Se llegó a un acuerdo y se votó aula por aula si se permitiría fumar o no fumar en cada una de ellas. En la nuestra salió un “sí” como la copa de un pino. Nosotros, debutantes en una democracia aún en pañales, y en el terreno personal en esa etapa en la que uno está dejando de ser imberbe, intuimos que algo no estaba funcionando correctamente.
Y lo expusimos públicamente. Para que la votación fuera válida, es decir, para que se pudiera fumar en nuestro aula en concreto (que era lo que nos molestaba), debería haberse aprobado por unanimidad el saltarse la norma. Y adujimos que con ello se estaban pisando los derechos de los no-fumadores (fumadores pasivos que nos han venido a llamar con el paso del tiempo).
“Respeta tú el derecho de los fumadores”, nos espetó en público una rubia muy guapa por la que sentíamos especial predilección, habiendo iniciado con ella meses atrás algunas escaramuzas en el terreno de lo sentimental. Ni qué decir tiene que a partir de ese momento las relaciones diplomáticas entre nosotros se enfriaron un tanto, llevando paulatinamente a un distanciamiento que impidió cualquier labor de reconciliación.
Ahora, veinticinco años después, no sólo se respetan los derechos de los fumadores pasivos o no-fumadores, sino que los fumadores no tienen ningún derecho en esta sociedad. [Cierto que falta la aplicación práctica de la ley, pero es cuestión de un poco más de tiempo; el fenómeno es irreversible].
Permitan pasarnos aquí públicamente “Por el Arco del Triunfo” (con el permiso de nuestro colega bitacoril Juan Puñetas) aquella votación adulterada. Un beso para quien fue nuestra chica favorita, pero el tiempo nos ha dado la razón. La espera ha endulzado aún más la conquista social que hemos logrado entre todos.
Quien nos lea por primera vez se preguntará qué diantres tiene que ver este artículo con el deporte. Pues en realidad no mucho; la excusa nos la ha puesto en bandeja de plata el titular enlazado en el primer párrafo. Quizá, tal vez, en nuestro fuero interno siempre hayamos aceptado “fumador” como antónimo de “deportista”, y “fumar” como la antítesis de “deporte”.
En el casi medio siglo que llevamos en este planeta hemos procurado huir de cualquier sentimiento “anti-” que nos pudiera condicionar con prejuicios, hasta el punto de haberlos eliminado casi todos. Tan sólo hemos rendido nuestra voluntad en un punto, y nos consideramos, pues, anti-tabaco.

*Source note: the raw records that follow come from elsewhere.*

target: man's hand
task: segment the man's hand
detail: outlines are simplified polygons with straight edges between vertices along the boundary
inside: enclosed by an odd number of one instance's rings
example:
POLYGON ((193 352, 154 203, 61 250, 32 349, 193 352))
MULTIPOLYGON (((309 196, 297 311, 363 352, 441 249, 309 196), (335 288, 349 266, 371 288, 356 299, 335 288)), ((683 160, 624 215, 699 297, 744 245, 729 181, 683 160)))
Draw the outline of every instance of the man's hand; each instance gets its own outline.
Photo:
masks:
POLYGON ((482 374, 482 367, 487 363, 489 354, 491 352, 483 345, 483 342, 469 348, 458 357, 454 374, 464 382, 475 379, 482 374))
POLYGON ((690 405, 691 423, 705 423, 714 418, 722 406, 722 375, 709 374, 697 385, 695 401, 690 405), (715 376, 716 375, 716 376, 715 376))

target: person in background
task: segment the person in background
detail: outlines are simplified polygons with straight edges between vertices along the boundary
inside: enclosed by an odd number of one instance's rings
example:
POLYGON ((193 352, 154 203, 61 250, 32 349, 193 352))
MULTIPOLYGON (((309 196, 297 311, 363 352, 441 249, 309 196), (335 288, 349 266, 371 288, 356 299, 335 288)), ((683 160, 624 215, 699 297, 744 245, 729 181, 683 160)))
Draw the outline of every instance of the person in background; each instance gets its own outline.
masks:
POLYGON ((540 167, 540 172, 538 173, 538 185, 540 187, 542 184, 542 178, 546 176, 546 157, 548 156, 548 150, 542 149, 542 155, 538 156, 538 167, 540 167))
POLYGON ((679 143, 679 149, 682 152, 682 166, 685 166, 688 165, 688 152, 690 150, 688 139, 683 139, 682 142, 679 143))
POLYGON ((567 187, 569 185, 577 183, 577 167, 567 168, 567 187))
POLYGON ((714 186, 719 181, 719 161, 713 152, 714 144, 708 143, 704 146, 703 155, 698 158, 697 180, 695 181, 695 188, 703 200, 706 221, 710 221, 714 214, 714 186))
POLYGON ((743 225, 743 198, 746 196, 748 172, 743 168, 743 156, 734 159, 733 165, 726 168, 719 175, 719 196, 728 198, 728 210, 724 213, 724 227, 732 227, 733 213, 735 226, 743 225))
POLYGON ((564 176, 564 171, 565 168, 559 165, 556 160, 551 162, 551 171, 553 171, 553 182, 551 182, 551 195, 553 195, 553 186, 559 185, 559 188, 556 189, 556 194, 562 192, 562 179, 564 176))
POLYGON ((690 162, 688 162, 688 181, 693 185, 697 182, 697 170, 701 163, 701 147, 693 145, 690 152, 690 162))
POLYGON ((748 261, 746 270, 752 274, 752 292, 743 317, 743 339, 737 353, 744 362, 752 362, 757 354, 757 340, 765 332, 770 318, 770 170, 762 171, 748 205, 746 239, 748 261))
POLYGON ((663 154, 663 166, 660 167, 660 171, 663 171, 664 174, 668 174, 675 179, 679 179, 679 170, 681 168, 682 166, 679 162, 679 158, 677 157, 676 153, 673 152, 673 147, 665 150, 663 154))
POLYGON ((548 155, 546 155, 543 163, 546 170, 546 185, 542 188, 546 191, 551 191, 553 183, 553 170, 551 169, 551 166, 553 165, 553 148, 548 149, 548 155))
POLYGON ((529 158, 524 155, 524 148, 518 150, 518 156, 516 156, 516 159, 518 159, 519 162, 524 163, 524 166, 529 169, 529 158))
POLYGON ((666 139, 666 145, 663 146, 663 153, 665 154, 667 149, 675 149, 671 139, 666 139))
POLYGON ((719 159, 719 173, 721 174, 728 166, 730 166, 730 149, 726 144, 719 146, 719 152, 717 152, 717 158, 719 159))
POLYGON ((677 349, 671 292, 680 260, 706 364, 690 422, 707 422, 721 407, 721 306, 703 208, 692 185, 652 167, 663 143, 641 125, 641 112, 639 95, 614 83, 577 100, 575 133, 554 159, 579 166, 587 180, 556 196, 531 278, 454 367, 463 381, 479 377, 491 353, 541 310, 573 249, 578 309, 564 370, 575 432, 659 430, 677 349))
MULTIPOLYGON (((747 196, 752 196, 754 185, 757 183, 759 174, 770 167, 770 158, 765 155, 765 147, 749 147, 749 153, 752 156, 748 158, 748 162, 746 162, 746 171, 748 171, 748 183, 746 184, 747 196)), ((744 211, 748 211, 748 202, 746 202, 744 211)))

Ahora bien, estas iniciativas de la Unión Europea para preservar la salud de sus ciudadanos deben ser reforzadas con campañas pro-deportivas. Aunque aún quedan deportistas fumadores. Sí, deportistas de elite que fuman.
¿No lo sabían? Ellos alegan que no les perjudica, y que tienen totalmente controlados sus deseos, sin caer en el vicio. Se fuman uno o dos cigarrillos por día (tres a lo sumo), después de las comidas o en un momento de relax.
Algún ciclista y algún futbolista de elite hemos conocido que confesaba fumarse su pitillo después de comer, en la sobremesa. Y hemos visto a su entrenador asentir, alegando que si la acción de un cigarrillo produce en el deportista una relajación a las tensiones acumuladas durante la competición, bienvenida sea.
Un último apunte en nuestra línea metadeportiva; es cierto que el deporte pierde un buen puñado de posibles patrocinadores con la restricción que supone esta normativa europea, pero estamos seguros de que el nicho que dejan vacante las marcas tabacaleras será rápidamente ocupado por otro sector deseoso de publicitarse en los grandes eventos.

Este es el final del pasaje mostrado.